Bir dutları severim ben, bir de sardunyaları... İkisi de vefalıdır... Biri güzelliği ile gözümüzü gönlümüzü şenlendirir; diğeri ise ağzımızı tatlandırır, şifalandırır... İkisi de bunların karşılığında pek de bir şey istemez, beklemez... Verirsen suyunu gübresini daha bir coşar... vermezsen de küsmez darılmaz...

Sevdiklerim de dut gibi tatlı sözlü, sardunya gibi güzel gönüllü olsun isterim... Ve öylesinden seçerim... Karşılıksız... beklentisiz... beni ben olduğum için sevsinler isterim. Kıskanmasınlar... baltalamasınlar... sevincimle sevinsinler... üzüntümle dertlensinler... Çözüm olsunlar isterim... derdime deva olsunlar... Çünkü ben onları öyle severim... dut gibi... sardunya gibi...
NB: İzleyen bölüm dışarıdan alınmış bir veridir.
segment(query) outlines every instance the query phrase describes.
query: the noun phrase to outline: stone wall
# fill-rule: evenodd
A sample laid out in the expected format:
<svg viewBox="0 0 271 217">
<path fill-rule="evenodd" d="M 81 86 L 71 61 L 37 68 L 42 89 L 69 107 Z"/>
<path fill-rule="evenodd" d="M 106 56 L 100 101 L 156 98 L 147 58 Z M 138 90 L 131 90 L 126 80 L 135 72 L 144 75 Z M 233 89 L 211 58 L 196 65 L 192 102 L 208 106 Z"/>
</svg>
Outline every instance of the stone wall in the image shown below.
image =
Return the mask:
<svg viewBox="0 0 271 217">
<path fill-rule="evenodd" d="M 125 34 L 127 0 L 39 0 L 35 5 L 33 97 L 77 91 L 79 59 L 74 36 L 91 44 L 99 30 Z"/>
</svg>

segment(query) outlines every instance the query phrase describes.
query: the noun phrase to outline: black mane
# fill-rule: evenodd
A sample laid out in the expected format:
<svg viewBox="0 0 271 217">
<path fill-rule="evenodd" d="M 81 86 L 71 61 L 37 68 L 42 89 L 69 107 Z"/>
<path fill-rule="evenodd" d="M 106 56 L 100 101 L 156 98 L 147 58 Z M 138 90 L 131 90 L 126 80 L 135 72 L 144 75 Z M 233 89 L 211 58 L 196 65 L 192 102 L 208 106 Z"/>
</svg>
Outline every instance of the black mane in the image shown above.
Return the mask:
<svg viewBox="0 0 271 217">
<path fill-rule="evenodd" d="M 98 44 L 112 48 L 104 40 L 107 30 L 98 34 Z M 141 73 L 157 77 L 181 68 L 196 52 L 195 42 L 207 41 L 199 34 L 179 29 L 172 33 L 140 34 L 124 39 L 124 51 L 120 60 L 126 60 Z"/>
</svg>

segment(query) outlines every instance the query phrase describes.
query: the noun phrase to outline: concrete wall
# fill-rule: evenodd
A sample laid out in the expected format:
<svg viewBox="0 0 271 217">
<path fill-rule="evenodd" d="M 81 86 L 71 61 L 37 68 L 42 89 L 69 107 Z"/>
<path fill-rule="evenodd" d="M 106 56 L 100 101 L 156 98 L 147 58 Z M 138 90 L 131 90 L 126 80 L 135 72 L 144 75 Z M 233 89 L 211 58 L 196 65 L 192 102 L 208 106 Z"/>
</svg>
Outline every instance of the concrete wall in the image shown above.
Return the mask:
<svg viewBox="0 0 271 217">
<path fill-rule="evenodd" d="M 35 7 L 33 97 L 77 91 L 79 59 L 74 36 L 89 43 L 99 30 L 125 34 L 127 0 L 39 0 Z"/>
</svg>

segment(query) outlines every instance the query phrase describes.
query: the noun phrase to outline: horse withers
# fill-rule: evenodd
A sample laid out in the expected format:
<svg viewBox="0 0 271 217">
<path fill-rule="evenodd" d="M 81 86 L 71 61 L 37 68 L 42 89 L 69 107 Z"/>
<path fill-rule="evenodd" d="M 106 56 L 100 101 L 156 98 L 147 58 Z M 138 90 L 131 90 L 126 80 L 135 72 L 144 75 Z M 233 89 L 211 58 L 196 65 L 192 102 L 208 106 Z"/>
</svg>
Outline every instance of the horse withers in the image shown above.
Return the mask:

Dutları sevmemin bir başka nedeni ise çocukluğuma dayanır. Çankırı'da evimizin önünde içinde çeşitli meyve ağaçları olan ve bazı sebzeleri ekip diktiğimiz kocaman bir bahçemiz vardı.  Elma, armut, zerdali, ceviz... dalından taze taze koparıp yerdik... Bir de dut!.. Dut ağacına ayrı bir sevgim vardı. Çünkü heybetli bir ağaçtı ve dallarına salıncak kurar, tepesine çıkar dut toplardık. Bazen evcilik de oynar; hatta mini tiyatro bile yapardık. Birini hiç unutmuyorum. Size de anlatayım...

Beş yaşlarındaydım sanırım. İki yanımdan örülü  belime kadar uzun saçlarım vardı. Bir gün temsilen Rapunzel oldum. Ağacın tepesine çıktım. Elimde de bir urgan... Aşağıdan bana sesleniyorlar “Rapunzel... Rapunzel... saçını aşağıya sarkıt!..” Ben boynumdan doladığım saçımın devamı gibi düşündüğümüz urganı uzatıyorum... biri o urganı tutarak yukarıya çıkıyor güya...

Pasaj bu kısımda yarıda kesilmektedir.